A good precautionary design would clear out unwanted files as its first
action as well as deleting surplus files as its last action.

Its probably also a good idea to store the activity status (starting/
running/clean-up/done) in a permanent file so the process knows whether
its doing a normal start or a restart and, depending on what the program
is doing, it may also be useful to build a list of files to be deleted,
backed up, etc. This type of information makes restarts *much* easier if
you're dealing with high volume, long running applications and is
probably essential if any part of it involves parallel tasks.


--
martin@ | Martin Gregorie
gregorie. | Essex, UK
org |
From: Eric Sosman on
On 12/9/2009 10:49 AM, Tom Anderson wrote:
> On Sat, 5 Dec 2009, Eric Sosman wrote:
>>
>> (Marginally topical) [...]
>
>> Also, it's a *very* bad idea to purge /tmp blindly, even if you're
>> careful only to purge files that haven't been modified in a while. I
>> recall working with a server application that put files in /tmp and
>> mmap'ed them to share memory between its multiple processes. Since
>> simple paging I/O to and from a file opened a week ago doesn't change
>> the files' modification date, along came the customer's /tmp-purging
>> cron job and BLOOEY went the server ...
>
> Hang on, the files were open, right? So how could they be deleted? Or is
> the point that the directory entries were deleted, so when new processes
> were spawned, they couldn't open the file? And since when did writing to
> a file via an mmap not change its modification time, anyway?

(The topicality margin gets even thinner)

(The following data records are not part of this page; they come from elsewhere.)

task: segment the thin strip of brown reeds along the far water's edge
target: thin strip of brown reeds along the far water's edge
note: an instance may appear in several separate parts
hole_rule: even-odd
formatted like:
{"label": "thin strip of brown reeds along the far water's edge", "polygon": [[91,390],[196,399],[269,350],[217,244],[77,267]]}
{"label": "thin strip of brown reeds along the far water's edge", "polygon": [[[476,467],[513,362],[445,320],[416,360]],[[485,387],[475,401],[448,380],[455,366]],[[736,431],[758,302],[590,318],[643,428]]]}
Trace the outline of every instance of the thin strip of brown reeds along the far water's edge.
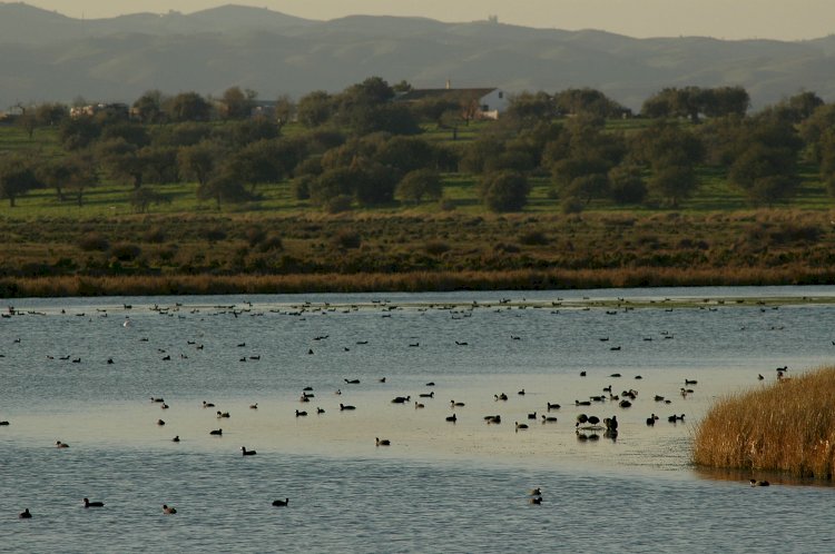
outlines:
{"label": "thin strip of brown reeds along the far water's edge", "polygon": [[559,290],[833,283],[832,270],[755,268],[518,269],[289,275],[119,275],[0,278],[0,298],[451,290]]}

You're right: An open file can't be deleted. However, its
directory entry is removed. Then, when the application spawns a
new process and that new process tries to share memory with the
others by opening and mmap'ing the now-unfindable file, BLOOEY.
(When the customer first reported trouble, I immediately asked
whether there was a cron job or some such that periodically purged
old files from /tmp. Customer asserted -- vehemently and a bit
angrily -- that OF COURSE there wasn't. So we cobbled together
some DTrace to monitor file deletions in /tmp, and caught the
non-existent cron job red-handed ...)

As for file modification times, I confess an incomplete grasp
of exactly which operations do and do not update them. However,
just poking a new value into a page that's mmap'ed from a file is
not enough to update the time stamp. Can you imagine the overhead
if every memory write trapped to the kernel to update the time?

> Either way, i'd suggest the bad idea here was putting critical
> long-lived files in /tmp. Yes, they're temporary, but not that temporary!

It wasn't my choice. It wasn't even my company's choice.
The third party who wrote the application chose to do things that
way, and even went so far as to include "do_not_delete" as part
of the files' names.

--
Eric Sosman
esosman(a)ieee-dot-org.invalid